Seven years ago, Pam Wisniewski stood in her doctor's office and got some news she thought would ruin her life.
"You have genital herpes," a physician's assistant told her.
Wisniewski started sobbing. "I felt like I was going to be alone for the rest of my life," she said. Her dream of marriage to the perfect man and children faded.
"It was devastation at that point," she said.
Today, Wisniewski is living the dream she thought was lost. She and her husband, Mike, are approaching their one-year anniversary and plan on starting a family soon.
And she's helping others make the same transition.
The 29-year-old UNC Charlotte doctorate student moved to Charlotte, N.C., in 2005 and started a herpes and human papillomavirus, or HPV, support group.
She thought it might end up as "a group of 50 people who went out to a movie now and then," she said. Today, Charlotte H has 1,100 members and keeps growing.
At least 45 million people in the United States have contracted Herpes simplex virus, and most don't know it, according to the federal Centers for Disease Control and Prevention. During an outbreak, patients can experience painful blisters and sometimes flulike symptoms early on.
The virus is transmitted through kissing, oral sex and intercourse. Herpes can even spread when a couple uses a condom because the skin around the protected genital area could be infected.
About 20 million people have HPV, which causes benign warts in men and women and sometimes cervical cancer in women.
For those living with herpes or HPV, healing comes in numbers.
As support groups grow in Charlotte, members are transforming their experiences into lessons for the newly infected or longtime fighters suffering alone. For them, herpes or HPV aren't life-stoppers.
Here are some of their stories.
Carle: The Diagnosis
Carla, who requested her last name not be used, started dating a man she met in a divorce support group after her 10-year marriage ended.
Both had initially tested negative for sexually transmitted infections.

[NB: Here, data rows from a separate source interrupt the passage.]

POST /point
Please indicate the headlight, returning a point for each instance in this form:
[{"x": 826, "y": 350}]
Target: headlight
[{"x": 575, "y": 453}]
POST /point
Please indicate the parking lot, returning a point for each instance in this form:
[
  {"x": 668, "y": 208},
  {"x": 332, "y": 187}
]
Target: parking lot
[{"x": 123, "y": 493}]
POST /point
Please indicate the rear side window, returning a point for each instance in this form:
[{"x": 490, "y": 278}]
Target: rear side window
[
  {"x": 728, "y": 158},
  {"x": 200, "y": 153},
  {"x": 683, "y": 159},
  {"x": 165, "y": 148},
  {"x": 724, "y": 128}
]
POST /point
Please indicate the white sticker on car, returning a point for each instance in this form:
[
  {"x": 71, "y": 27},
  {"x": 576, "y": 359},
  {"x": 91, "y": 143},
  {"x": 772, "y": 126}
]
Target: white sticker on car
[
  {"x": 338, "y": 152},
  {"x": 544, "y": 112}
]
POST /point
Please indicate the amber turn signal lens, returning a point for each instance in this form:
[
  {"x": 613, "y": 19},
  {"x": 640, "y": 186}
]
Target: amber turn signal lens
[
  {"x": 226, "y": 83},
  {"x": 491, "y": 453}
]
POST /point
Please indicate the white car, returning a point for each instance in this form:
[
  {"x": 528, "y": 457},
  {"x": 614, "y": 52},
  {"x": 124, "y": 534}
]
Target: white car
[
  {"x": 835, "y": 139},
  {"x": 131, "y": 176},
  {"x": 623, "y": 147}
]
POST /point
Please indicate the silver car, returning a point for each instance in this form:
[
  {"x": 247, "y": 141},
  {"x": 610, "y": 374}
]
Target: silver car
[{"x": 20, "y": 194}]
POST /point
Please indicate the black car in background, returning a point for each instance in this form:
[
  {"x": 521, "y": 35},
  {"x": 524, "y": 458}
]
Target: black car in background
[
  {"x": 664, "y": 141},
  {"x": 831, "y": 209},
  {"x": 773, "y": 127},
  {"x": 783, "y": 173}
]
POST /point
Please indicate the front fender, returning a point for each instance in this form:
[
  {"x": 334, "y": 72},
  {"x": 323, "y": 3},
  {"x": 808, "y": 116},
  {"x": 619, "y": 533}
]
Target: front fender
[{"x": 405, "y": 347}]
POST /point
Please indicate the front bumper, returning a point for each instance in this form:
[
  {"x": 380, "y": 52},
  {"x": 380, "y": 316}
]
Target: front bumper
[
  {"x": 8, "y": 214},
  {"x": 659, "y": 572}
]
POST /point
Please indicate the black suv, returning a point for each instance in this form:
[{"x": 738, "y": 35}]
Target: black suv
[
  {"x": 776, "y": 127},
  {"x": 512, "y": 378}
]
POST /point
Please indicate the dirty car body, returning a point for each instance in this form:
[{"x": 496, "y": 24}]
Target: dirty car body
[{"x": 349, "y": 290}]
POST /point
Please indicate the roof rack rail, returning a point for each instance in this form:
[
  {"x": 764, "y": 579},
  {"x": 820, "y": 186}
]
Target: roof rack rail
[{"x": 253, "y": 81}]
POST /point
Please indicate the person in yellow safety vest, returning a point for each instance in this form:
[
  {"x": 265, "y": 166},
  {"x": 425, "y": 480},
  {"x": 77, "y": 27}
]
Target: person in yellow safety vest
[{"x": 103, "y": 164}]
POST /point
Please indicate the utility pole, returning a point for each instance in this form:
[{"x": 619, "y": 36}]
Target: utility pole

But routine tests don't detect herpes unless a blood test is requested. Her partner, who did not have any symptoms, unknowingly gave her herpes even though they were using condoms.
Carla, 36, got tested for herpes when painful genital blisters erupted. The results were negative and she was sent home with a topical cream, but she tested positive after a second outbreak.
"It was a little bit to deal with coming off a marriage," she said.
Dr. Lena White at the Mecklenburg County, N.C., Health Department said a classic blister has a white head with a red halo around it. By the time many patients visit their doctors, the lesion may have subsided.
"Sometimes doctors don't have enough evidence to make the diagnosis," she said. Carla, an active member of the Charlotte-based Carolina H support group that started in March, is now in a long-term relationship. "The group keeps you grounded," she said.
John: Feeling Trapped
John, 40, contracted herpes from his girlfriend, who hid her secret from him. He had a reaction many have when they're diagnosed: He thought he might as well marry her because no one else would want him. John also asked that his last name not be used.
"At that time, not knowing anything or without doing any research, I thought we were the only two within three states to have herpes," he said. In fact, a lot of people who are diagnosed limit their dating to stay within the herpes community.
John joined a support group after ending his relationship. He made friends quickly and is now dating a Carolina H group member.
"There's someone there that you're going to relate to and who can show you the ropes" on navigating a new life, he said.
Strength In Numbers
For members, support groups are a chance for lessons and friendships. Some meetings are more social; others are educational. Charlotte H and Carolina H have scheduled gatherings or activities a few times a month.
"Sometimes we talk about it maybe one percent of the time," said Kirk, a Carolina H leader. "We talk about our group of friends probably two or three times a day."